I have become one of them.
Worse things could happen – I mean every family has got one, right?
Until recently, in our family it has always been my Mother-in-Law. It was just common knowledge. We all had gotten used to her – for the most part – and I am mildly ashamed to say that we did joke about her from time to time. May she rest in peace.
Perhaps I have taken on her role, and my family is now paying the price.
As we were gathered around the dinner table having a nice conversation, I excitedly announced to my family,
“Turns out that that Charles was actually born in Michigan – not Vermont! I found it on an 1850 census!”
My youngest son stopped eating, mid-bite, with his fork frozen in the air. I glanced to my EC, just it time to see her mouthing the words to my boys, “It’s OK, it’s OK.”
It wasn’t an isolated incident.
The teenage FOML asked me if I watched any of the Pacers/Hawks playoff game last night. My reply? “Did you know you had ancestors that lived in Indiana? back in the 1800’s?”
My youngest asked me what I was doing on my laptop. My reply? “Just saving souls, son. Just saving souls.”
My EC and I were in front of the TV. I looked over at my wife, and she was crying as credits came up. I slowly closed my laptop and eased it to the ground next to me, then asked her what was wrong. She said, “That was so sad…were you even watching?” Oops.
Later that night, I dragged myself to bed at 1:00am. I carefully snuggled up to my EC. She stirred, and asked me if everything was alright. I whispered in her ear, “Everything’s great. Turns out that Harriet had two different husbands.”
Yes, I have become that person. The Most Un-Interesting Man in the Family.
And it isn’t just here at home: People on Facebook are sending me messages, checking to make sure if everything is okay – because they haven’t heard from me.

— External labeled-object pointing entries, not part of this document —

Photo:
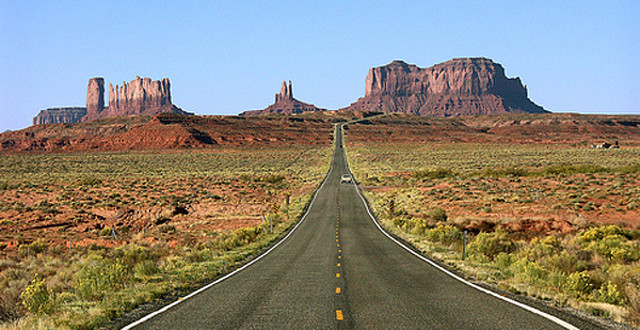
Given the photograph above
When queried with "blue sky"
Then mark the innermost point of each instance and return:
(224, 57)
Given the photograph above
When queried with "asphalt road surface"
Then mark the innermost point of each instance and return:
(338, 270)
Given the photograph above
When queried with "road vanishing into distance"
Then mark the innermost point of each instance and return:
(337, 269)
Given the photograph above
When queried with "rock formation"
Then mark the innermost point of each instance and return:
(463, 86)
(59, 116)
(284, 103)
(141, 96)
(95, 97)
(137, 97)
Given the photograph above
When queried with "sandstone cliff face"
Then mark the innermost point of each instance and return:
(59, 116)
(464, 86)
(284, 103)
(141, 96)
(95, 97)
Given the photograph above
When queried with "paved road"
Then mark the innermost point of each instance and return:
(338, 270)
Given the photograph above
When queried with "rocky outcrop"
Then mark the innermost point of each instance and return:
(463, 86)
(59, 116)
(284, 103)
(95, 97)
(141, 96)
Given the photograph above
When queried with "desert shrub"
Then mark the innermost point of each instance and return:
(564, 262)
(492, 172)
(274, 179)
(487, 245)
(540, 247)
(438, 214)
(598, 233)
(632, 293)
(575, 169)
(503, 261)
(580, 284)
(439, 173)
(89, 181)
(98, 277)
(145, 268)
(38, 246)
(133, 254)
(443, 234)
(529, 271)
(37, 298)
(609, 293)
(105, 232)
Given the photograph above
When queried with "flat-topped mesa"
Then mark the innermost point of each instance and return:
(141, 96)
(284, 103)
(67, 115)
(461, 86)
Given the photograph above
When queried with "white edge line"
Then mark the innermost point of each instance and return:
(173, 304)
(475, 286)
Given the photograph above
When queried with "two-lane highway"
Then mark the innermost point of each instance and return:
(338, 270)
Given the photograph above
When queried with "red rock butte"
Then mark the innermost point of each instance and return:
(284, 103)
(141, 96)
(461, 86)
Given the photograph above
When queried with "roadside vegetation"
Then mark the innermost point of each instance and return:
(560, 223)
(87, 237)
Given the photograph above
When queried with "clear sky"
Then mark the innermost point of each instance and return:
(224, 57)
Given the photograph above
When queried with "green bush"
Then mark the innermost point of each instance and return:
(443, 234)
(529, 271)
(89, 181)
(439, 173)
(575, 169)
(579, 284)
(36, 297)
(491, 172)
(487, 245)
(609, 293)
(97, 278)
(438, 214)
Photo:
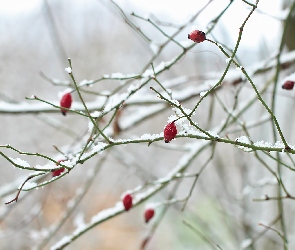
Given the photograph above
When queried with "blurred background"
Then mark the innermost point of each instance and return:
(37, 37)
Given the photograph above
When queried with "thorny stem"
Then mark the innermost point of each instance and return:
(279, 169)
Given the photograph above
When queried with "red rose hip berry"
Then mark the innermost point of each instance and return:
(127, 202)
(288, 85)
(170, 132)
(65, 102)
(149, 214)
(197, 36)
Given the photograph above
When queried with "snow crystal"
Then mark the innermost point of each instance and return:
(20, 162)
(68, 70)
(244, 139)
(246, 243)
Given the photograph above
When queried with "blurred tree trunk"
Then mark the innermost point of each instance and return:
(290, 35)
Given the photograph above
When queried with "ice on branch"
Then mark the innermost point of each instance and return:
(20, 162)
(227, 60)
(119, 75)
(154, 47)
(86, 83)
(28, 185)
(245, 140)
(68, 70)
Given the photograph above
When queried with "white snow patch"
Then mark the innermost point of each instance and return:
(155, 47)
(28, 185)
(65, 240)
(86, 82)
(245, 140)
(246, 243)
(68, 70)
(62, 93)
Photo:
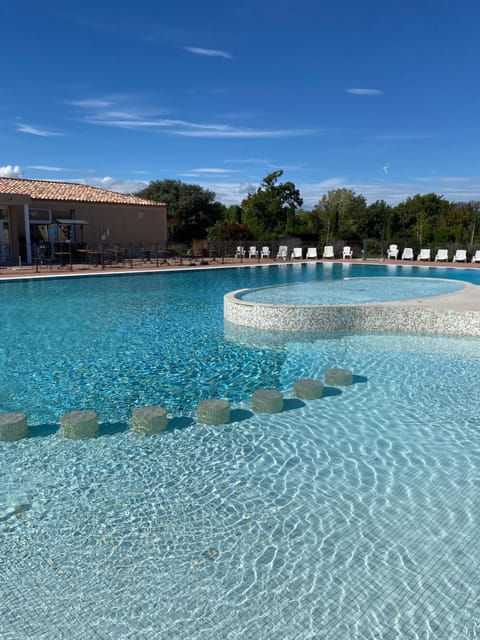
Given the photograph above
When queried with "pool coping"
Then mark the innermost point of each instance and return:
(454, 313)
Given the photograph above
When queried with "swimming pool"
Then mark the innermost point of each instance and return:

The thing that makes it so weird is that I have never been the family history person. Nothing pained me more than hearing details of long-dead ancestors that I have never met – or even knew existed. I recall sitting around the Sunday dinner table trying desperately to change the subject when my Mother-in-Law got revved up about her research.
I guess I owe her an apology. I am sure she is up there somewhere laughing hysterically at me. In my defense, this stuff is like a drug: Addictive, and occasionally euphoric. If you want to know how I first got ‘caught,” I wrote about it here.

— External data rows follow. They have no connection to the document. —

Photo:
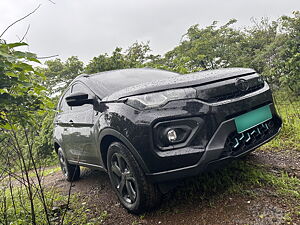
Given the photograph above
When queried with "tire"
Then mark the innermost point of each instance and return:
(135, 193)
(70, 172)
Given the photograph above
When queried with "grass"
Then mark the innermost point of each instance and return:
(289, 137)
(237, 178)
(45, 172)
(18, 213)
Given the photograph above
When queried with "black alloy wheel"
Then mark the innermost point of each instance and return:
(123, 178)
(135, 193)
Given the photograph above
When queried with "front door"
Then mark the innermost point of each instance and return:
(83, 145)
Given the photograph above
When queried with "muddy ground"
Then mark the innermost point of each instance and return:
(264, 207)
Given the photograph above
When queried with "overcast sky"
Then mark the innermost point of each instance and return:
(92, 27)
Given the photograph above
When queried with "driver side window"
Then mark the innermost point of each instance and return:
(63, 106)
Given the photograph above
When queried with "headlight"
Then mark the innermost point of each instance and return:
(157, 99)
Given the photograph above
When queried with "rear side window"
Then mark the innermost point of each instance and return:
(78, 87)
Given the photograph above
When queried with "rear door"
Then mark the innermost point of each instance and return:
(82, 132)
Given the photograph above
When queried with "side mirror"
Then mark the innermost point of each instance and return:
(78, 99)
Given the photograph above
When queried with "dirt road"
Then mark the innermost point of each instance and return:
(253, 205)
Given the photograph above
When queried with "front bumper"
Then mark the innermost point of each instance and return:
(220, 151)
(208, 145)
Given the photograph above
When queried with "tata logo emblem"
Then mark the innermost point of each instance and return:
(242, 84)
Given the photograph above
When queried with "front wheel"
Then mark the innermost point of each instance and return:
(128, 180)
(70, 172)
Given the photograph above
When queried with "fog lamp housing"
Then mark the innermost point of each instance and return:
(172, 135)
(178, 133)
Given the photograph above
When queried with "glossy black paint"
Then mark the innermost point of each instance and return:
(85, 132)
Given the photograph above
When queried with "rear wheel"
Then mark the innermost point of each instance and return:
(71, 172)
(128, 180)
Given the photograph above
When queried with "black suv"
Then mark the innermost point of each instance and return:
(147, 126)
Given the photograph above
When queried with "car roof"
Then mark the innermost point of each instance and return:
(106, 83)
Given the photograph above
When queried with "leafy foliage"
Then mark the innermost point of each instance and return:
(20, 91)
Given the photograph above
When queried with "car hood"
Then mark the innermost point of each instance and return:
(185, 80)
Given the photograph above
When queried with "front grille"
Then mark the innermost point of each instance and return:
(238, 143)
(234, 94)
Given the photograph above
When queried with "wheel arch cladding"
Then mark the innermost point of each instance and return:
(56, 147)
(108, 136)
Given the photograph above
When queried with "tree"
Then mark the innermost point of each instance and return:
(59, 74)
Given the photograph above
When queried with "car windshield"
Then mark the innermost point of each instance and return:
(109, 82)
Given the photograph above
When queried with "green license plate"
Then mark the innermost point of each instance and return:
(252, 118)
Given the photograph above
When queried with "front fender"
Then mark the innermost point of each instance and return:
(116, 134)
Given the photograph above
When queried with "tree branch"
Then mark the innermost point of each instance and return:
(20, 20)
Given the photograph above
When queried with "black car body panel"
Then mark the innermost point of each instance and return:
(206, 121)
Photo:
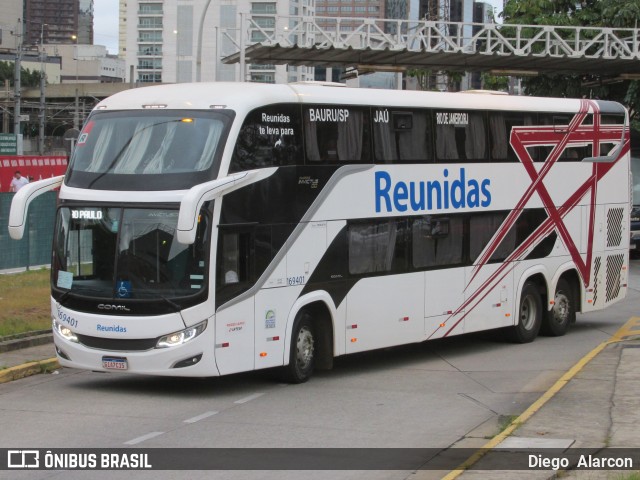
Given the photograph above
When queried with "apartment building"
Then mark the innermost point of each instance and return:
(174, 41)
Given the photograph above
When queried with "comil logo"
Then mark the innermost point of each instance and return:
(23, 459)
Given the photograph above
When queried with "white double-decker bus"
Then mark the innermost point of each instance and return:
(209, 229)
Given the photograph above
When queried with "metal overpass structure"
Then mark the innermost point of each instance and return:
(397, 45)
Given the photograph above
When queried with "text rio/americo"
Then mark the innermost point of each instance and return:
(450, 191)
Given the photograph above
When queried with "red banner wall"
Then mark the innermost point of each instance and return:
(35, 166)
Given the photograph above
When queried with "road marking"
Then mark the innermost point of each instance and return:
(248, 399)
(143, 438)
(200, 417)
(622, 332)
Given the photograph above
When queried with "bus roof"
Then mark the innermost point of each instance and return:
(247, 96)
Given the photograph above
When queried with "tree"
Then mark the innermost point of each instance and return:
(592, 13)
(28, 78)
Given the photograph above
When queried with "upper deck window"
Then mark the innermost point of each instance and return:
(336, 134)
(402, 135)
(461, 136)
(172, 149)
(270, 136)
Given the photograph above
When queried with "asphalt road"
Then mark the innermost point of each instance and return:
(427, 395)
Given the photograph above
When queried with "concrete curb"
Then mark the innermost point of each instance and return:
(17, 342)
(28, 369)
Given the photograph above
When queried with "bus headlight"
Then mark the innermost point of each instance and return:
(64, 331)
(181, 337)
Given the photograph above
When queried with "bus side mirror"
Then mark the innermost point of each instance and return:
(22, 199)
(192, 201)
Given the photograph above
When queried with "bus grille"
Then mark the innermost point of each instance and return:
(117, 344)
(614, 227)
(614, 266)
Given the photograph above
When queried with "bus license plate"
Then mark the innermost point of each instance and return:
(114, 363)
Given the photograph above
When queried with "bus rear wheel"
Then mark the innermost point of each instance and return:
(529, 315)
(563, 314)
(302, 353)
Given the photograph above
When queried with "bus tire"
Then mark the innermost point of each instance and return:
(557, 320)
(302, 353)
(529, 315)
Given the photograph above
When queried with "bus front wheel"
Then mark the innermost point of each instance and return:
(529, 315)
(302, 354)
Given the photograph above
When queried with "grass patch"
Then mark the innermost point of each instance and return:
(25, 302)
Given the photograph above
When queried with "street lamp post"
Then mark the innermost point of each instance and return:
(76, 115)
(43, 79)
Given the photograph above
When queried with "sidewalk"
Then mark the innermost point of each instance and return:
(30, 360)
(596, 404)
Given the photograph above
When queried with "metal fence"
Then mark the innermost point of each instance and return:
(35, 247)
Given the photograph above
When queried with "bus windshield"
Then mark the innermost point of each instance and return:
(172, 149)
(127, 253)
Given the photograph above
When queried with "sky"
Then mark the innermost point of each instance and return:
(105, 22)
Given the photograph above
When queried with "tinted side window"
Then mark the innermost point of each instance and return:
(336, 134)
(401, 135)
(559, 124)
(438, 241)
(377, 247)
(500, 126)
(461, 136)
(270, 136)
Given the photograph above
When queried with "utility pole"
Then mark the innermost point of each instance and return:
(16, 84)
(76, 115)
(42, 107)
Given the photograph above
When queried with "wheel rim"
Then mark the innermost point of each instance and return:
(304, 348)
(561, 308)
(528, 312)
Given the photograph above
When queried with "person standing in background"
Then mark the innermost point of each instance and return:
(17, 182)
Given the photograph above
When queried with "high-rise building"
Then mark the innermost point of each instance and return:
(62, 21)
(178, 41)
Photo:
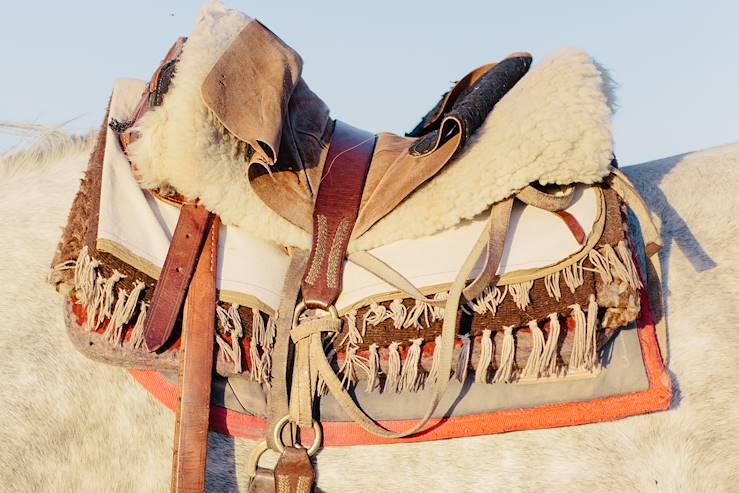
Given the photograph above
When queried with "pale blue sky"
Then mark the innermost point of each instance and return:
(382, 64)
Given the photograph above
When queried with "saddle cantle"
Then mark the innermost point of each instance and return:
(474, 276)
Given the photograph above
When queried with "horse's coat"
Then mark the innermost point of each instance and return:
(71, 424)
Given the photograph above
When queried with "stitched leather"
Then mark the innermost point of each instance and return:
(196, 366)
(176, 275)
(335, 212)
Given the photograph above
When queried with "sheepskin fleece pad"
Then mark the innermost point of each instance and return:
(70, 424)
(553, 126)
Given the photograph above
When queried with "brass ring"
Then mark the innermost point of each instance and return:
(316, 441)
(256, 453)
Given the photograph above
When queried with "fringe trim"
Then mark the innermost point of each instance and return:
(137, 335)
(504, 373)
(463, 360)
(548, 362)
(521, 293)
(533, 363)
(434, 372)
(486, 356)
(393, 369)
(373, 380)
(409, 377)
(352, 362)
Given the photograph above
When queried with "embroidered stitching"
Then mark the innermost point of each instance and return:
(317, 263)
(336, 254)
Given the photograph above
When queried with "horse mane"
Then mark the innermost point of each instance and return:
(40, 146)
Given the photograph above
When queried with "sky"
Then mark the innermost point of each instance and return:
(381, 65)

I imagine that this obsession will pass, as do most of my righteous flurries. But for now, while I am knee-deep in brand-spankin-new pink and blue cards, I need my family to be patient with me.
I need my EC to squeeze my hand at the dinner party and gently say, “Not here, honey. Not now.”

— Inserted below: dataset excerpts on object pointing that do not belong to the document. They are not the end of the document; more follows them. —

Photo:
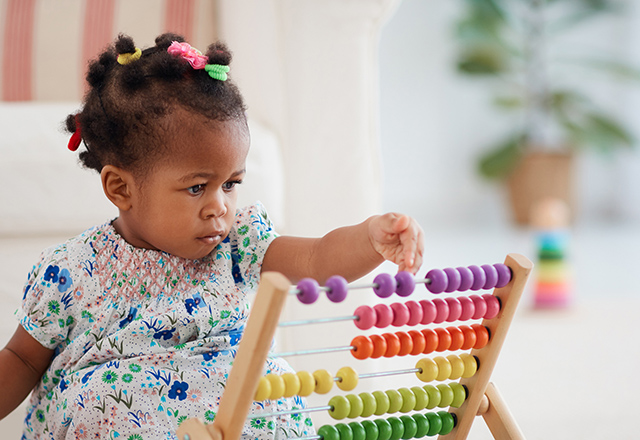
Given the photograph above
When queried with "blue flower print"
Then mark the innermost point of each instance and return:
(178, 390)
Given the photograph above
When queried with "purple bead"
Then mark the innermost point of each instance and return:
(437, 281)
(466, 278)
(492, 276)
(386, 285)
(479, 277)
(337, 288)
(308, 290)
(504, 274)
(453, 279)
(406, 283)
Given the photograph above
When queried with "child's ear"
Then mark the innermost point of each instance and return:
(117, 184)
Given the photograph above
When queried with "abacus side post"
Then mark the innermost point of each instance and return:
(248, 364)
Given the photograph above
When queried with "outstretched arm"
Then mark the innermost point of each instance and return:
(22, 363)
(351, 251)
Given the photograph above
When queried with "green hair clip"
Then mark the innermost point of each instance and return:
(217, 71)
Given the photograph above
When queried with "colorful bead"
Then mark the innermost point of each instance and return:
(405, 283)
(366, 317)
(337, 288)
(309, 290)
(385, 285)
(324, 381)
(348, 378)
(437, 281)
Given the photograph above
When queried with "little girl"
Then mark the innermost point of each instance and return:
(131, 327)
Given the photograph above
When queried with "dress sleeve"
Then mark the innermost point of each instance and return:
(46, 312)
(250, 238)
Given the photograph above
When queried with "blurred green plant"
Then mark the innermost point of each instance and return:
(509, 42)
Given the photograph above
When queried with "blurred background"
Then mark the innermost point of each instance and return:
(448, 111)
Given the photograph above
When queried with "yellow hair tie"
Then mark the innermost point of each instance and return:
(126, 58)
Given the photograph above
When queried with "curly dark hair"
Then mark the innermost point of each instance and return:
(122, 110)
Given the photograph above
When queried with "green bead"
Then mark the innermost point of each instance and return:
(423, 425)
(408, 400)
(369, 404)
(435, 424)
(357, 406)
(382, 402)
(448, 422)
(340, 407)
(384, 429)
(329, 432)
(371, 430)
(395, 401)
(397, 428)
(410, 427)
(345, 431)
(358, 431)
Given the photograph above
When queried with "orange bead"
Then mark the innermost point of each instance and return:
(431, 340)
(419, 342)
(362, 347)
(393, 344)
(406, 343)
(444, 339)
(379, 346)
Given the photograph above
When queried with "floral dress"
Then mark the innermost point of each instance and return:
(144, 340)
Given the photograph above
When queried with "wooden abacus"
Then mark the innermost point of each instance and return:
(472, 395)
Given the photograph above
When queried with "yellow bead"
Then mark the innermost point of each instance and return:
(277, 386)
(263, 391)
(307, 383)
(291, 384)
(324, 381)
(349, 378)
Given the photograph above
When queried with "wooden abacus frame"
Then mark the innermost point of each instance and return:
(483, 398)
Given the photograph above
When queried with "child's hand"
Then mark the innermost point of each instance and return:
(399, 239)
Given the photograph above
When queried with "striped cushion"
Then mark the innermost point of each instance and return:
(46, 44)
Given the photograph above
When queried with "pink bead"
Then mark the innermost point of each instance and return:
(442, 310)
(384, 315)
(455, 309)
(400, 314)
(468, 308)
(493, 306)
(366, 317)
(453, 279)
(481, 306)
(415, 312)
(429, 311)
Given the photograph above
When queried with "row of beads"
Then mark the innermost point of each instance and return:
(403, 400)
(435, 311)
(393, 428)
(416, 342)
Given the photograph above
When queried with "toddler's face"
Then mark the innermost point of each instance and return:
(186, 204)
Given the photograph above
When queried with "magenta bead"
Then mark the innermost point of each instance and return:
(481, 306)
(453, 279)
(493, 306)
(479, 277)
(384, 315)
(415, 312)
(437, 281)
(468, 308)
(492, 276)
(337, 288)
(466, 278)
(429, 311)
(504, 274)
(386, 285)
(366, 317)
(442, 310)
(400, 314)
(405, 283)
(309, 290)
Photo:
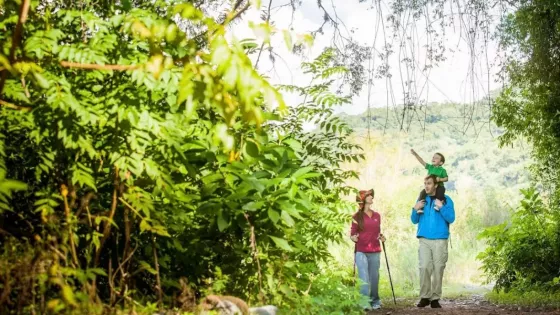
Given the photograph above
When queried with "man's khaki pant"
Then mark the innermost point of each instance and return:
(432, 256)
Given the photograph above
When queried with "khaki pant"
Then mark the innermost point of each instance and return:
(432, 257)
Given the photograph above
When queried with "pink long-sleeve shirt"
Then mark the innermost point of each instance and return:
(368, 239)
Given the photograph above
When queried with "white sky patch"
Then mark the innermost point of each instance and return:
(450, 81)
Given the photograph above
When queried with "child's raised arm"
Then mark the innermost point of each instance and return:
(418, 157)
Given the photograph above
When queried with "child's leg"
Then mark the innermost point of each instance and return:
(440, 193)
(422, 197)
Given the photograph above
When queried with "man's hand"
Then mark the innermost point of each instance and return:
(439, 204)
(419, 205)
(382, 238)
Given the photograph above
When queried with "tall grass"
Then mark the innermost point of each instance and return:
(483, 194)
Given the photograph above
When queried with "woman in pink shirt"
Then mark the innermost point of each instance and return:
(366, 233)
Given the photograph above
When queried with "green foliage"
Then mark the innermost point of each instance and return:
(523, 253)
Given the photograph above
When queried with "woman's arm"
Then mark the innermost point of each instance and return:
(354, 231)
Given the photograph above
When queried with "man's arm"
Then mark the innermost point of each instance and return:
(448, 211)
(414, 216)
(418, 157)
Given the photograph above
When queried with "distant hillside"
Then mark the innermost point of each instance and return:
(465, 136)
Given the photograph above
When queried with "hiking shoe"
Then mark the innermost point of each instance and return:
(423, 303)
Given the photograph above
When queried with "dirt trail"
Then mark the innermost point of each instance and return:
(475, 305)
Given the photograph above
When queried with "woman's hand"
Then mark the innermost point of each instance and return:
(382, 238)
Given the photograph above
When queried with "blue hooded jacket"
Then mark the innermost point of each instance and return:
(434, 224)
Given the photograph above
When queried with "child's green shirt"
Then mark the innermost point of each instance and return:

I need my sons to feign interest when I suggest we all get up at 4:00am so we can get a few baptisms done before start the day.
I need a better battery for my laptop, and some good stretching exercises. I need some sleep.
But I feel like Kevin Costner as Elliot Ness, from The Untouchables,
“I have become what I have beheld, and I am content that I have done right.”
(You know Elliot Ness’s parents were from Norway. Yep. My great-grandma’s third husband was from Norway. FYI.)